You need Gen-Xers and Millennials to be able to afford their primary house first...

post #9 of 46

My parents and many of their friends had second homes in mountain or beach resorts by their early 40s. I am in the same business as them (medicine) and neither me nor any of my friends own a second home. We are in the 45-55 range and none of us would dream of such a thing. Why?  Too expensive; too much hassle/responsibility; too many weekend kid activities at home; too restricting of that desire to see many beautiful places rather than commit to one; etc...

 

So if they hope to appeal to anyone under 60 their best strategy is to price the houses at $2million+ to suck in the Wall Street/High Tech crowd. This of course could ruin the character of the place, but if that's what it takes to keep powmow afloat then so be it. I really like skiing there and will be perfectly happy spending a couple of nights in Eden and driving up the canyon, as my group has done for years. Those hedge fund guys probably don't hike for the same lines as us anyway, so for my admittedly selfish purposes, it's a win-win. Sad to see Powder Mountain's charm destroyed, but that outcome is better than permanent closure.

post #10 of 46
Quote:
Originally Posted by hirustler View Post
 

too restricting of that desire to see many beautiful places rather than commit to one; etc...

 

 

I do wonder if this is a big part of it.  It may be totally anecdotal but I've noticed that my parents and people from their generation typically have a "vacation spot" that they go to often whenever they can get some time.  My wife and I as well as all of our friends generally like exploring new places on vacations and rarely go back to the same place.

 

This seems to hold with ski trips as well.  I do a ski trip every year for my birthday where I get to pick the spot and I pick a new resort every time even though I've really enjoyed some of the ones I've been to.  A lot of the older folks that I've met out at my local hill (Snowbasin) are people that are there for their annual winter trip to Snowbasin.  Younger folks I meet tend to be visiting for their first or second time and are eager to talk about how it compares to all the other resorts they've been to.

 

My wife and I have talked a lot about buying a vacation home but ultimately the thing we always come back to is that we worry we would feel obligated to use it any time we had vacation time rather than continuing to explore new areas.

post #11 of 46

I guess these are going to be ready.  From PowMow's facebook page:

 

Quote:
 Stoke levels are high as we approach this upcoming winter season. Tomorrow and Saturday we will be proudly announcing the new skiable terrain here at #PowMow
post #12 of 46
Quote:
Originally Posted by SHREDHEAD View Post
 

I agree with you on most of that, but the last paragraph.   I just don't see people embracing the village,  for 5X the price of another ski in/out lot and still having to ride a bunch of short chairs at a mediocre resort.

 

Agree. They should have kept the old chairs and invested in new terrain.

 

I don't buy the "old school" vibe. Hey, I love A Basin, MRG and the other authentic "old school" places, but PowMow 's just old and decrepit with boring terrain.

post #13 of 46
Once the concrete is done it's surprising how quickly a lift can go in.

This:
Quote:
Originally Posted by New2Utah View Post


It looks like one lift would be ~600 vertical feet and the other ~900 vertical feet. Pretty short by Utah standards.

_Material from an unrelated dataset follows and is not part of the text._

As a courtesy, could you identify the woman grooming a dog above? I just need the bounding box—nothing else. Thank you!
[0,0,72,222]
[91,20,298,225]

......... low-margin or money-losing real estate deals (example--Deer Valley can count on each incremental real estate sale for a reliable stream of high-priced season passes, lift tickets, meals, etc., so they can sell that real estate relatively cheaply and still make a long-term profit).

It's not about vertical, it's about length........600 or 900' of vertical isn't necessarily gonna be a short lift.

Deer Valley real estate isn't cheap by any measure.
post #14 of 46
Looks like the towers are in...



BTW, both these lifts serve new terrain.



you gotta pay to play with the cool kids
post #15 of 46

4ster, any idea on what the new terrain will be like? And how much of it there will be? I love PM. 

post #16 of 46
Quote:
Originally Posted by Maui Steve View Post

4ster, any idea on what the new terrain will be like? And how much of it there will be? I love PM. 

They are opening up some of the previously private Cat terrain, Lefty's & Mary's. They say it will be 1000 acres if you combine it with a single Cat ride. Sounds like the Cat rides will be like what they have always done on Lightning Ridge, last year it was $20 dollars a pop. I have skied Lefty's before but never Mary's. Some nice short shots in Lefty's but like most of Pow Mow, not very steep & not very North. Mary's is supposed to have a bit more pitch.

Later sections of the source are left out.